Thread

Topic: 32-bit product of 16-bit multiply

Author: James.Kanze@dresdner-bank.com
Date: 1999/04/13 Raw View

In article <370E3761.631934F6@technologist.com>,
  David R Tribble <dtribble@technologist.com> wrote:

    [...]
> Now for my question:  Is there a more optimal way of producing
> a 32-bit product of two 16-bit integers than [B] (casting the
> operands to long first)?  (I think the answer is "No".)

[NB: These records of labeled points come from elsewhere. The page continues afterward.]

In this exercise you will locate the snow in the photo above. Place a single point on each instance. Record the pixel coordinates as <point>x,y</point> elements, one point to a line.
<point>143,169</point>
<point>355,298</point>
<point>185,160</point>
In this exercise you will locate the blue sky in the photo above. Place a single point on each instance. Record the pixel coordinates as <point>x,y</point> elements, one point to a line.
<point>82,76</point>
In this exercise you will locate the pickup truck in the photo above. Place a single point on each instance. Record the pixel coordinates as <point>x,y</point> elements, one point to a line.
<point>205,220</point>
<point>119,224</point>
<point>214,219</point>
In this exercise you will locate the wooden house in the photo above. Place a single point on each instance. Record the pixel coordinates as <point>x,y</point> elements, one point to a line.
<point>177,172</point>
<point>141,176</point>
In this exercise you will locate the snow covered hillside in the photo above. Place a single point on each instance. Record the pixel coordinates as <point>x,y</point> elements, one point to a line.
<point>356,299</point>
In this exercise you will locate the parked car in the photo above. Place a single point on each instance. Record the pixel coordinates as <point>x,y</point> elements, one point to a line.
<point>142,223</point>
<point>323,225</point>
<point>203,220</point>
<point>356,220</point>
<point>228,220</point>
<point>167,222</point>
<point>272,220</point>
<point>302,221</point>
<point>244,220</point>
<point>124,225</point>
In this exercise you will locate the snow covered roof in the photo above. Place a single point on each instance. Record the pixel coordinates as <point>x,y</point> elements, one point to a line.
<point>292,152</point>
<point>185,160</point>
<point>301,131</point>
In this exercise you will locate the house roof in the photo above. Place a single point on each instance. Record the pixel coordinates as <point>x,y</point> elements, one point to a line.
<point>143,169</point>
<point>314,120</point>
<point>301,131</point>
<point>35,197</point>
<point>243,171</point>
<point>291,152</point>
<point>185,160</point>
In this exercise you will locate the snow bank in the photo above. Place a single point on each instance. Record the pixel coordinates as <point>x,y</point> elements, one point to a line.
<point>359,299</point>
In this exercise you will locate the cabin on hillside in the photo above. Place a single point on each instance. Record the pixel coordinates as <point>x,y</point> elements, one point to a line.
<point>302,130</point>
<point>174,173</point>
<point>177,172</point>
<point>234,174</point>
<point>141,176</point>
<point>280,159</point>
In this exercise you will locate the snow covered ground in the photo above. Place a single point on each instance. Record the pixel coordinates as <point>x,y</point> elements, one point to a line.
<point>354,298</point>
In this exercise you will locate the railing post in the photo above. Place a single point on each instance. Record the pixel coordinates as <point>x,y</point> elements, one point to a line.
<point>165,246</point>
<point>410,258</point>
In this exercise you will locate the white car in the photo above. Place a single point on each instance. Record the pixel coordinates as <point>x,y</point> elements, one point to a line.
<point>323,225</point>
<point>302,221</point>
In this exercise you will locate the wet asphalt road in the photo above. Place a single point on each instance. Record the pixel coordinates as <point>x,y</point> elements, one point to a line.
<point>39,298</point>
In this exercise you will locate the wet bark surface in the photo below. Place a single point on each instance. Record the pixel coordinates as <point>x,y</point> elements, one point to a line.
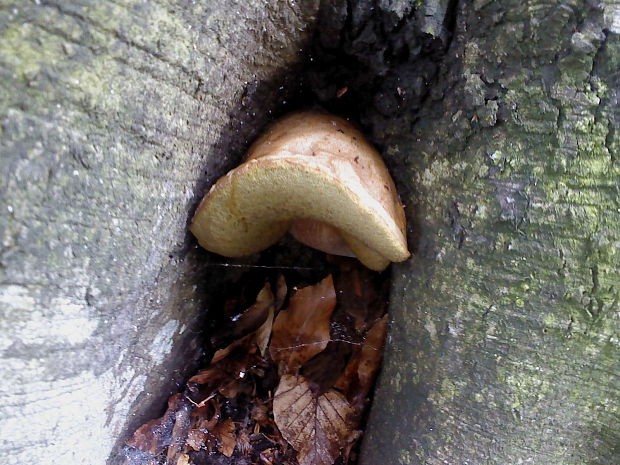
<point>498,121</point>
<point>114,119</point>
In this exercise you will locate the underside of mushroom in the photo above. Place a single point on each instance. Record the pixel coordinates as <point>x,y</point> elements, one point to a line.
<point>316,176</point>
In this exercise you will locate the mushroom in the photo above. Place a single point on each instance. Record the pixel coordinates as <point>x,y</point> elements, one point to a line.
<point>315,175</point>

As this is comp.STD.c++, the answer is no.  From the description, it
sounds like portability is not a particular issue for you friend; if
this is the case, it may be possible to write an inline function using
an asm directive.

> Or, to state it another way, is there some sort of hint we can
> give the compiler that we want code like [3] instead of [2]?
> (I think the answer is "No, but good optimizing compilers ought
> to be capable of this".)

I would expect almost any compiler to be able to optimize this; even
simple peep-hole optimization will do the trick.  Basically, the
generated code consists of a series of multiplications and additions,
but the compiler can see that for all but one of the multiplications, at
least one of the multiplicands is the constant 0.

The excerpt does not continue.